Genitourinary melanoma is rare and scrotal melanoma is the rarest reported. Penile lesions of old, well defined aspect and single colour are less suspect for melanoma, but should be examined with frequency and any suspicious alteration must be correctly biopsied and monitored [4].
Currently available information reveals that, although the genitourinary melanoma is an aggressive disease, it is potentially curable if the pathological characteristics and clinical presentation are favourable [5]. Within a series of 11 cases of scrotal melanoma, it was observed that patients submitted to ascrotum resection alone presented an effective local control, but were at higher risk for locoregional recurrence [3].
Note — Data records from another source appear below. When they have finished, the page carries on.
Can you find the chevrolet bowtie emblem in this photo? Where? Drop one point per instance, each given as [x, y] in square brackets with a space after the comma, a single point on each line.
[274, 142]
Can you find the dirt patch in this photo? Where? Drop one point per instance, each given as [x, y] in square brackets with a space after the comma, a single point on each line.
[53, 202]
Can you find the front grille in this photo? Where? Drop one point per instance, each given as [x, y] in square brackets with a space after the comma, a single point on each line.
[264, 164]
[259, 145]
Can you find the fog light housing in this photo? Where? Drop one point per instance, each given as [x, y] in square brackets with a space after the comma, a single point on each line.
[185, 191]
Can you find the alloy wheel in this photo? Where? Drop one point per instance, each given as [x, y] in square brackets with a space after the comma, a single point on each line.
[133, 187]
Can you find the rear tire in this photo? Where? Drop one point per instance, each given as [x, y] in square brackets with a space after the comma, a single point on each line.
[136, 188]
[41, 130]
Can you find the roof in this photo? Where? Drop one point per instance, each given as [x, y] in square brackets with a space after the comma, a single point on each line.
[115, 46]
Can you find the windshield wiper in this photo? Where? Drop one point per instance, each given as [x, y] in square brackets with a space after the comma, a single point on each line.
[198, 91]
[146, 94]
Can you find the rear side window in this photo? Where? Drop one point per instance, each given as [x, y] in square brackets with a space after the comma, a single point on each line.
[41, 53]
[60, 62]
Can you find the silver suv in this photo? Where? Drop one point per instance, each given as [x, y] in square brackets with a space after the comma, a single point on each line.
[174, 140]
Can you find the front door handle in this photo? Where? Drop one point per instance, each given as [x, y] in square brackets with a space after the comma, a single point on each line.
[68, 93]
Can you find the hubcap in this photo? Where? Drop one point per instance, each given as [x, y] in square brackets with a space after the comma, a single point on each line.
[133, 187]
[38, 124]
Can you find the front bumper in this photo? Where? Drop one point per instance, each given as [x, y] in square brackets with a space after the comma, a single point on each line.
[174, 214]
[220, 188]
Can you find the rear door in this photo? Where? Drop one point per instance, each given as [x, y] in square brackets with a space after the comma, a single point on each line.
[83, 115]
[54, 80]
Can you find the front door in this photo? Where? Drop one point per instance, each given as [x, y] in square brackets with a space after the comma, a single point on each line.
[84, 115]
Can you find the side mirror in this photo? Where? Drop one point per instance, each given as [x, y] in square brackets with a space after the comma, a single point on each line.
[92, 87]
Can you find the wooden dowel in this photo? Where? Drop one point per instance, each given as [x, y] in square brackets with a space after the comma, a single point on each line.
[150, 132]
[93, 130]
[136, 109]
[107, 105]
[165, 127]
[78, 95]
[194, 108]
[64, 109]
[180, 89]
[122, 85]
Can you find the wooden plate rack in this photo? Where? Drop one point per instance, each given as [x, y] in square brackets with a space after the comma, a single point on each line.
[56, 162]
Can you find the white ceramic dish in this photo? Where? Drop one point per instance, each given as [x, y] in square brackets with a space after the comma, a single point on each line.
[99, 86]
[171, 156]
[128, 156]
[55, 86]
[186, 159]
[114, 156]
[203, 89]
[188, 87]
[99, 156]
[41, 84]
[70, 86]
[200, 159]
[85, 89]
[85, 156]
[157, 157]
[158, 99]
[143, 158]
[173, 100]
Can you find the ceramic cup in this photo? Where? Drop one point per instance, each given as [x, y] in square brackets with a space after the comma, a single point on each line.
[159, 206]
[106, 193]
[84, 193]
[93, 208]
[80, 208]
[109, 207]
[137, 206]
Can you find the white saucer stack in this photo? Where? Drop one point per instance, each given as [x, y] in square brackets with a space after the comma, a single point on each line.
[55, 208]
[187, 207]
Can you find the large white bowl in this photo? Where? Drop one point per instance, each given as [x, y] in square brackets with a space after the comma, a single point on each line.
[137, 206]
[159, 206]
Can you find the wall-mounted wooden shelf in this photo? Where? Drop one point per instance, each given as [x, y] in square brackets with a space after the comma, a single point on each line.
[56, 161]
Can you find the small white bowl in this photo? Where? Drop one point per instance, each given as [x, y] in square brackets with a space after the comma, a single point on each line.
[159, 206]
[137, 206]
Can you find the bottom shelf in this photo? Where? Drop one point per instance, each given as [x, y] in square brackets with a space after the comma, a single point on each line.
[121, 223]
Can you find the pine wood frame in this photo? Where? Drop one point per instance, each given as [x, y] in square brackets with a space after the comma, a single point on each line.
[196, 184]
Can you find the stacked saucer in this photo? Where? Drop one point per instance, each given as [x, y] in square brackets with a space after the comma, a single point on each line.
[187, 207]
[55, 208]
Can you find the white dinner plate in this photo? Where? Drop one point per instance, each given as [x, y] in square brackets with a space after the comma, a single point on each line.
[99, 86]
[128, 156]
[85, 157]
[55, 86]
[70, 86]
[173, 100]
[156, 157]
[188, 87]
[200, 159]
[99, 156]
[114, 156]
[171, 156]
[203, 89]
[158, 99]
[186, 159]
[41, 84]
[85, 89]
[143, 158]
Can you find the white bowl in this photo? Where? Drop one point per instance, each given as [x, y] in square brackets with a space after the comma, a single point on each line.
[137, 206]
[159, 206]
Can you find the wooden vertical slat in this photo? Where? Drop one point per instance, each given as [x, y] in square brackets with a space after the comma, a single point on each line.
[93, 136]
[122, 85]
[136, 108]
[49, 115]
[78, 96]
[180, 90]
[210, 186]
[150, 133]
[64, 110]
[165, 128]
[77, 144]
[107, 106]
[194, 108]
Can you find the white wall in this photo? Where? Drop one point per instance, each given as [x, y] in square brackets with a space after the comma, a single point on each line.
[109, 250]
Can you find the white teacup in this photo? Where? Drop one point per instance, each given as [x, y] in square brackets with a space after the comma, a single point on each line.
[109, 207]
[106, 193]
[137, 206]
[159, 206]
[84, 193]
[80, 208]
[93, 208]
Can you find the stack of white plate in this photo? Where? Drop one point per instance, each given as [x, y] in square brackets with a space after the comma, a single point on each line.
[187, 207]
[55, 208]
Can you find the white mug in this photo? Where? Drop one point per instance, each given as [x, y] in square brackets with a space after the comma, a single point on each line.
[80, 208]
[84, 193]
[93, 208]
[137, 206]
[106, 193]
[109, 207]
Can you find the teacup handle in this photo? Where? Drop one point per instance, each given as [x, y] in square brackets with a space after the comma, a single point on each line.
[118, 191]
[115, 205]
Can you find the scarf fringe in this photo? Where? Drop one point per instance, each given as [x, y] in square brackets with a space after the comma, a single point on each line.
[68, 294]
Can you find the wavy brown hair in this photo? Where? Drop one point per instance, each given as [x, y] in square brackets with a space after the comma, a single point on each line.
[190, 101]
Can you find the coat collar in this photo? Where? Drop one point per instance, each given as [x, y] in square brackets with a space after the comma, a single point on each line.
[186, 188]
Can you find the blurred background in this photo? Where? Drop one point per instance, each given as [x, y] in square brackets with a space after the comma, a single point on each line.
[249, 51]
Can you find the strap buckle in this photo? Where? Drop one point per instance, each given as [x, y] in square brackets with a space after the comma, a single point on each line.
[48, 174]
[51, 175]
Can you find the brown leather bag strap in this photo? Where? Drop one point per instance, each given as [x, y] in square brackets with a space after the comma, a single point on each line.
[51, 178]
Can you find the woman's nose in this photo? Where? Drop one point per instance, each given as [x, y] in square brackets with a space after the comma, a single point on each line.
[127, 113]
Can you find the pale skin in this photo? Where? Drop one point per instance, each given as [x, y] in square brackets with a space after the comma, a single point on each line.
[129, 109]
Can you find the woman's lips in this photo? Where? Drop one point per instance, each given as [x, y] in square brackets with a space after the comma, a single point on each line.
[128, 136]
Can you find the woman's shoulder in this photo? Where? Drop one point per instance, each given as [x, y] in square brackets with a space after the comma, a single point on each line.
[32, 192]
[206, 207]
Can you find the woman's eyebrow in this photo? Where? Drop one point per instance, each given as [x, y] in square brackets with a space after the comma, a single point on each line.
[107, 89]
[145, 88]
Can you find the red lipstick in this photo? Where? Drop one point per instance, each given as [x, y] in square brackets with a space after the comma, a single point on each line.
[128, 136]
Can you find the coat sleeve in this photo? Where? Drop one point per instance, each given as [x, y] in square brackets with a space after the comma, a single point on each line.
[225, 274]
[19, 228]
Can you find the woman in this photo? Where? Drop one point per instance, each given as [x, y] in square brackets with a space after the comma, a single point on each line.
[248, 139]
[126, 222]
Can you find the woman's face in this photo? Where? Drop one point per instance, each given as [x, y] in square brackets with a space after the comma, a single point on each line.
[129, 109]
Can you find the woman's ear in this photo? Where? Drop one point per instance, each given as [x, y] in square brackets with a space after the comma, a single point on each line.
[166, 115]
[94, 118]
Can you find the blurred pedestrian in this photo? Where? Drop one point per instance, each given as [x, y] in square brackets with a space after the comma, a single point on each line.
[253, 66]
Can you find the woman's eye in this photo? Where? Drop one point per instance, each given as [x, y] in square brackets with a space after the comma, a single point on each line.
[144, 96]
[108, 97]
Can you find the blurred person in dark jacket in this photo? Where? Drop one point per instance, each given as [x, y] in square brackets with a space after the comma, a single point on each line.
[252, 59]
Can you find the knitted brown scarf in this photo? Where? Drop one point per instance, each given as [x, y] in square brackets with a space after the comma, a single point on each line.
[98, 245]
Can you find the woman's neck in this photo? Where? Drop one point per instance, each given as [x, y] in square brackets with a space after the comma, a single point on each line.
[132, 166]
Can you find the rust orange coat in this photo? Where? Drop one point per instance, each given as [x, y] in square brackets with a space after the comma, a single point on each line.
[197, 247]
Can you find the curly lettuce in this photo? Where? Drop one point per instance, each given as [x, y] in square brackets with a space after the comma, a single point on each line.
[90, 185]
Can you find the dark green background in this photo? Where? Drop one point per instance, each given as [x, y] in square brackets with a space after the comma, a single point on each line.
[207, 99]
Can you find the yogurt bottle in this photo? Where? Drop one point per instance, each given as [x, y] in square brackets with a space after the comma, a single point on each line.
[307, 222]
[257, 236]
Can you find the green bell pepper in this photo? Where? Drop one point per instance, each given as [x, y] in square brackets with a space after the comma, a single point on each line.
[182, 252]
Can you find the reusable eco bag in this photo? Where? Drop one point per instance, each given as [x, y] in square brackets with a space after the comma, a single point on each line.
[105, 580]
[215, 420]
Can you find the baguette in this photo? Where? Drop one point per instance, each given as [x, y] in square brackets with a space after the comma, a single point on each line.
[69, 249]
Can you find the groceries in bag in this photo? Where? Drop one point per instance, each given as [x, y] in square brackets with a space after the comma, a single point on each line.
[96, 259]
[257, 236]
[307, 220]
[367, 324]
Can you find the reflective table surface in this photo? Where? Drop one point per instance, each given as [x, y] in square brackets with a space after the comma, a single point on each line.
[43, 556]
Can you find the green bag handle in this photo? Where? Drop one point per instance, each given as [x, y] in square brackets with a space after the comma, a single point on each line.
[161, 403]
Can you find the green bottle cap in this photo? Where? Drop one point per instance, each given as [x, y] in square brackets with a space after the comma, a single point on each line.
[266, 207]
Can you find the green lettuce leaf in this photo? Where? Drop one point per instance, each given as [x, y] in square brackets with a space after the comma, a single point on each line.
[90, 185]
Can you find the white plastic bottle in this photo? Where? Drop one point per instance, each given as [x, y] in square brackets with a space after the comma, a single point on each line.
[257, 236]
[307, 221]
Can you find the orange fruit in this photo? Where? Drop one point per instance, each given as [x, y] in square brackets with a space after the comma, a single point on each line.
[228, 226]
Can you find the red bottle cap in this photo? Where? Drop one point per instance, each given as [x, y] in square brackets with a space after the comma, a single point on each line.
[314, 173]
The handling and treatment of the inguinal region in cases of genitourinary melanoma without palpable lymph nodes is debatable [6]. In these cases, the indication for inguinal, surgical staging is based on the site of the tumour and pathological, prognostic factors such as the thickness of Breslow, Clark level and presence of tumour ulceration [7]. When lymph nodes are clinically absent, the recommendation for prophylactic, inguinal lymphadenectomy would be for melanomas with an invasive depth of 1 mm or over, Clark IV or V and presence of ulceration [8]. Another possibility would be the biopsy of dynamic, sentinel lymph node [9]. In cases of clinically palpable inguinal lymph nodes or when they are shown in imagery exams (stage III AJCC), the lymphadenectomy is indicated bilaterally for melanomas of the penis, urethra and scrotum [6,7,10]. The use of adjuvant therapy, either systemic chemotherapy or radiotherapy, lacks evidence and protocols for use. Even in the studies with the highest rates of scrotal melanoma, patients submitted to one modality or another followed distinct schemes with unfavourable outcomes [1,3].
More important than the management of scrotal melanoma, this report demonstrates the importance of the evaluation of genitourinary lesions, taking into account the anatomopathological result that, as described, may show rare lesions and with a different management than usual.